# Encoding Channels

With a basic framework of _data types_, _marks_, and _encoding channels_, we can concisely create a wide variety of visualizations. In the previous notebook you were exposed to attribute data types. A visualization represents data using a collection of _graphical marks_ (bars, lines, points, etc.). The attributes of a mark &mdash; such as its position, shape, size, or color &mdash; serve as _channels_ through which we can encode underlying data values. In other words, channels are a way to change the appearance of marks based on the data's attributes. In this notebook, we will use the `mark_point` graphical mark and different channels to create visual encodings.

When discussing data items, the word __attribute__ is used to signify the data that describes the item. In the context of visualizations, we will use the words __field__ and __attribute__ interchangablely.
At the heart of Altair is the use of *encodings* that bind data fields (with a given data type) to available encoding *channels* of a chosen *mark* type.

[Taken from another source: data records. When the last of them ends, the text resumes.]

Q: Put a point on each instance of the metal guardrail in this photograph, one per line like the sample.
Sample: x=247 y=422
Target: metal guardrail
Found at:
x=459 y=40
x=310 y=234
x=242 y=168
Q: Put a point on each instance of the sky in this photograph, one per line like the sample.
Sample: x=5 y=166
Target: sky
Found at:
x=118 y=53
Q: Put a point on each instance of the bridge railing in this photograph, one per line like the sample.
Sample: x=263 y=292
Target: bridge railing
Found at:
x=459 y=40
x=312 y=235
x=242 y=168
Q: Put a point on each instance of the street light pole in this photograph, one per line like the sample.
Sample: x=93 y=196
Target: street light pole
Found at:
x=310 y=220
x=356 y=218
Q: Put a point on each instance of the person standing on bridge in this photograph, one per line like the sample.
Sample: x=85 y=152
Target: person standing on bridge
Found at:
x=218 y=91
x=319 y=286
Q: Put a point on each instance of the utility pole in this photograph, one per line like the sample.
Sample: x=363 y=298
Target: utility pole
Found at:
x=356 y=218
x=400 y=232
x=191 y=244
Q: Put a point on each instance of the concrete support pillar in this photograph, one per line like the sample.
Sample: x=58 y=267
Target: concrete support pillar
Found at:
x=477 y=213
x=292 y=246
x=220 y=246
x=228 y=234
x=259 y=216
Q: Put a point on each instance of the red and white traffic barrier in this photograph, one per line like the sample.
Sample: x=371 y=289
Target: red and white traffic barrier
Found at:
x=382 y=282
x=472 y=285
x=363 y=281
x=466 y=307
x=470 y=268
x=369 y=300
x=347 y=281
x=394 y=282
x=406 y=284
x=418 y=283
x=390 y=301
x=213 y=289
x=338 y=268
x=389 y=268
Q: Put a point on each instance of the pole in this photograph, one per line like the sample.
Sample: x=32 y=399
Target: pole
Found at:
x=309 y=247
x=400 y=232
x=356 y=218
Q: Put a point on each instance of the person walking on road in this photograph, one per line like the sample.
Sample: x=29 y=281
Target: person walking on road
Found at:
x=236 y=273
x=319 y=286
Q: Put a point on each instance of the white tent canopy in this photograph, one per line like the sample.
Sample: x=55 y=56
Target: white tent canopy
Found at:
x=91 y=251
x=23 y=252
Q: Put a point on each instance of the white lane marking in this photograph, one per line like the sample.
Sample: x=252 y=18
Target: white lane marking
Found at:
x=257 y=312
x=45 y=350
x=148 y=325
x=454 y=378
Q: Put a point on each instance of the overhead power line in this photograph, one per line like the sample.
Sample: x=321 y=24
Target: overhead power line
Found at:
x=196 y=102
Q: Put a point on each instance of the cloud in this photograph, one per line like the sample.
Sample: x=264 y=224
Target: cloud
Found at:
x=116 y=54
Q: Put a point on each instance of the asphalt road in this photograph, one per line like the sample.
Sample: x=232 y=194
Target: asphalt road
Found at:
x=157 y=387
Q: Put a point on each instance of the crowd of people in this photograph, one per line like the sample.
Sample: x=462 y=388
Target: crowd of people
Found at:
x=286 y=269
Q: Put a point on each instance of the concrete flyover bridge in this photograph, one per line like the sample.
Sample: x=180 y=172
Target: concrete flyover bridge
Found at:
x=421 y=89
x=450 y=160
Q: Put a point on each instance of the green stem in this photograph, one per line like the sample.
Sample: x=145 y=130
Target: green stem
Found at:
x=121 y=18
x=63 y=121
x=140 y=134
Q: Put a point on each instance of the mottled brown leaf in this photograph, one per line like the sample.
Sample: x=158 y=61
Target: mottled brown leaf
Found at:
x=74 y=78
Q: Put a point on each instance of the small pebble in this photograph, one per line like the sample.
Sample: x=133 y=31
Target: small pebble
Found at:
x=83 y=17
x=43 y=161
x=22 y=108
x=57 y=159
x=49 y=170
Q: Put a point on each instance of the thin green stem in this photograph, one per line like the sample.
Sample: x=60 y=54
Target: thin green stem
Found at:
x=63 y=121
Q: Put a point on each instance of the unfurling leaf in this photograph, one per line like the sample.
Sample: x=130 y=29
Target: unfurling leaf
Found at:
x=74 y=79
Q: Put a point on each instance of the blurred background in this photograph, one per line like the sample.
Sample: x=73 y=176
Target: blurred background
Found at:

## Global Development Data

In [None]:
import pandas as pd
import altair as alt

In [None]:
data = pd.read_csv("tax_expense.csv")

In [None]:
data.head()


In [None]:
data.shape

Using pandas we can create a summary of each attribute. For the quantitative attributes, we will include the minimum and maximum values. For the others we will just get sense of the unique values that exist.

In [None]:
data.agg(
    {
        "corp":['unique'],
        "art":['min', 'max'],
        "tax_rate": ['min', 'max'],
        "tax_expense": ['min', 'max'],
        "earning": ['min', 'max'],

    }
)

## X

The `x` encoding channel sets a mark's horizontal position (x-coordinate). In addition, default choices of axis and title are made automatically. In the chart below, the choice of a quantitative data type results in a continuous linear axis scale:

In [None]:
#write code

## Y

The `y` encoding channel sets a mark's vertical position (y-coordinate). Here we've encoded the `art` field to the chart on the `y` channel.

In [None]:
#write code

What happens to the chart above if you swap the specify the art as nomimal data type?

In [None]:
#write code

## Size

The `size` encoding channel sets a mark's size or extent. The meaning of the channel can vary based on the mark type. For `point` marks, the `size` channel maps to the pixel area of the plotting symbol, such that the diameter of the point matches the square root of the size value.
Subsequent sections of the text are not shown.